First thing I noticed was these in the messages file.
wafl.cp.slovol:warning]: aggregate aggr1 is holding up the CP.
wafl.cp.slovol:warning]: aggregate aggr0 is holding up the CP
sysstat -x 1 showed the cpu nearly idle at around 5% per core, 0% cache hit ratio and disk usage also around 5%. Nvram was however showing 100% full with a Cp type of #s over and over again.
The toaster pulsated in and out of this state every 10 minutes or so it seemed to start to recover, maybe responding to an estimated 20% of of its io requests before wigging out again and going back into this state.
1 of my aggregates is 32 bit, one is 64 on this unit.
Has anyone seen any behavior like this? A takeover/reboot mitigated the issue. A coredump was captured and given to IBM Nas support who tells me they have escalated to netapp.

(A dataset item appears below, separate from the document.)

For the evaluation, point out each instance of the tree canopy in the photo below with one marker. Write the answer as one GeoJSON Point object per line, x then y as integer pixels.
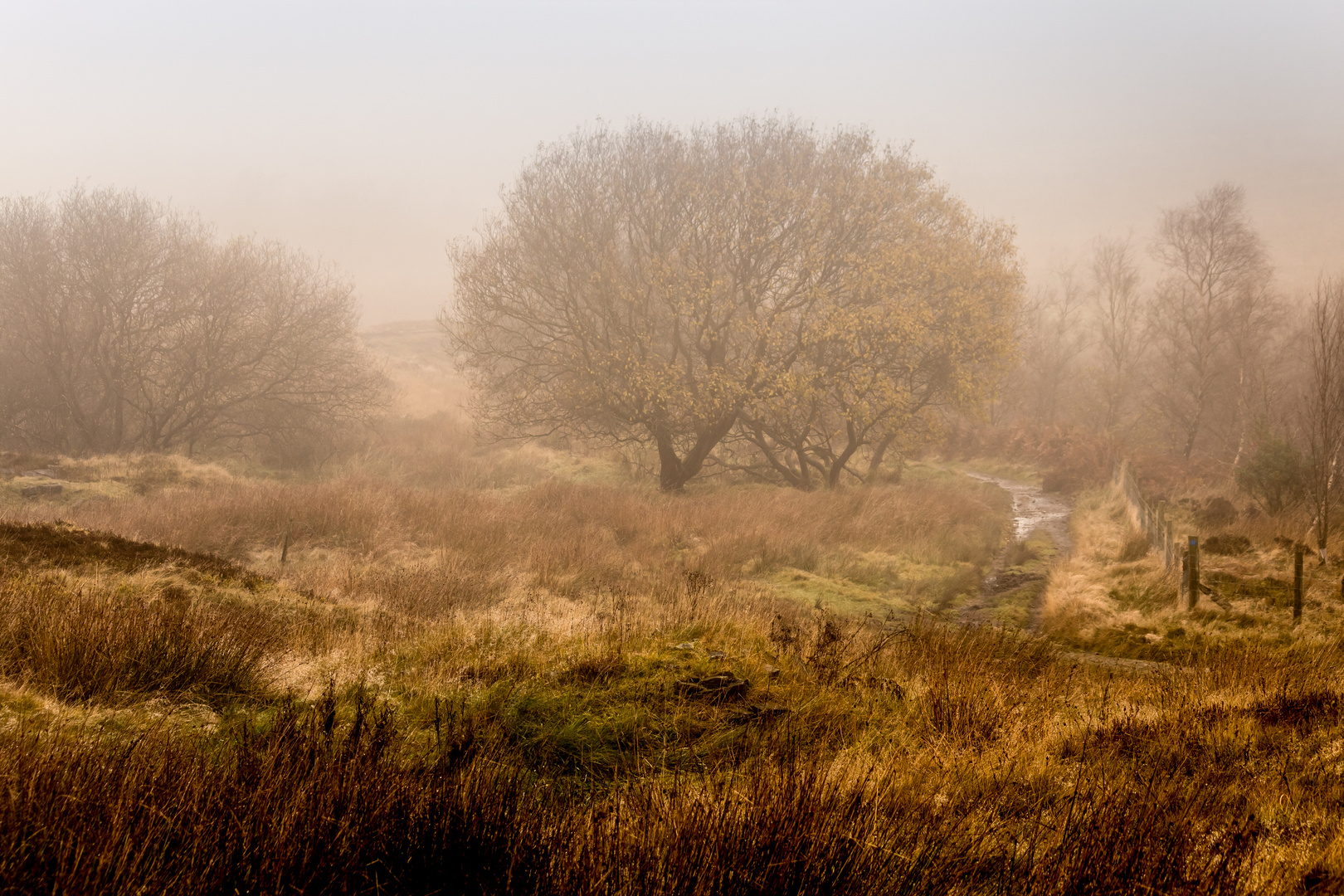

I found one similar issue here, but mine remained in this state for about an hour before I rebooted.
Any comments or advice would be appreciated.

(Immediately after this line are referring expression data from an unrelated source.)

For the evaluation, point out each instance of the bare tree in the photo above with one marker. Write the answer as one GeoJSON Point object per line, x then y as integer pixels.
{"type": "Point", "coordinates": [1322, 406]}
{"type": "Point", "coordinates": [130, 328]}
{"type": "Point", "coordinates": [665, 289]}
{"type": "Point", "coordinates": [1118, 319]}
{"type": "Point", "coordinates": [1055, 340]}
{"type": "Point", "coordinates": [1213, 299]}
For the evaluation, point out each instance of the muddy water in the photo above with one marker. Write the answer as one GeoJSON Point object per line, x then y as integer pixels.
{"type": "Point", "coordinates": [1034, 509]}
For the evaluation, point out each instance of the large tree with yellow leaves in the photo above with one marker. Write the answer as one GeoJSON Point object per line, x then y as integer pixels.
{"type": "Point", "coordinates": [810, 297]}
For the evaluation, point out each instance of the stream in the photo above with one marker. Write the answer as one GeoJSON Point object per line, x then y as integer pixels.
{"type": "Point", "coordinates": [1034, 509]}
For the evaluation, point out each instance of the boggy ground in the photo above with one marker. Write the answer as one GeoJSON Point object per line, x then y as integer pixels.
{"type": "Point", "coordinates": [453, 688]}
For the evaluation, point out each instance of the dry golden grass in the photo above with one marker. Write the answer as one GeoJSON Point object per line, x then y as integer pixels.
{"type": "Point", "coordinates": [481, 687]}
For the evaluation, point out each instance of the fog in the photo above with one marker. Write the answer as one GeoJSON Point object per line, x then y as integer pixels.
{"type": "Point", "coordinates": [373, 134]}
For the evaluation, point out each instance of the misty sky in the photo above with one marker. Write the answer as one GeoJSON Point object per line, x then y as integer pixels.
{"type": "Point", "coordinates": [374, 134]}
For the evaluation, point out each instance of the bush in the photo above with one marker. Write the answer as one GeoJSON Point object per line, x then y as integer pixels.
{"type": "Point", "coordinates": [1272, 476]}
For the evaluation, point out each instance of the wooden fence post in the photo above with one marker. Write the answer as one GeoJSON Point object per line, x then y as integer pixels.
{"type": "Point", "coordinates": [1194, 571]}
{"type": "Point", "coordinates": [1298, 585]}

My goggling tells me this may be
I think this bug is indeed a good cadidate for your problems.
This is a defect in WAFL that exists since long, but probably because of changes in Ontap 8.1.1 gets triggered a lot more, especially on busy aggregates (heavy read load which can be due to misalignment, database verify's, ...). If you create a Netapp case, be sure to mention this bug number. However it seems that Netapp engineering can only verify if this burt has been encountered if a perfstat or core dump is done during the problem window.
The #s CP type is just a victim of the problem as CP hangs for a long time.
In Ontap 8.1.2P3 you can find 7 bug fixes that make the chance that you run into this problem a lot less likely (they can be found under the title "Inefficient pre-fetching of metadata blocks delays WAFL consistency point").
I recommend you to upgrade to this Ontap version as soon as possible.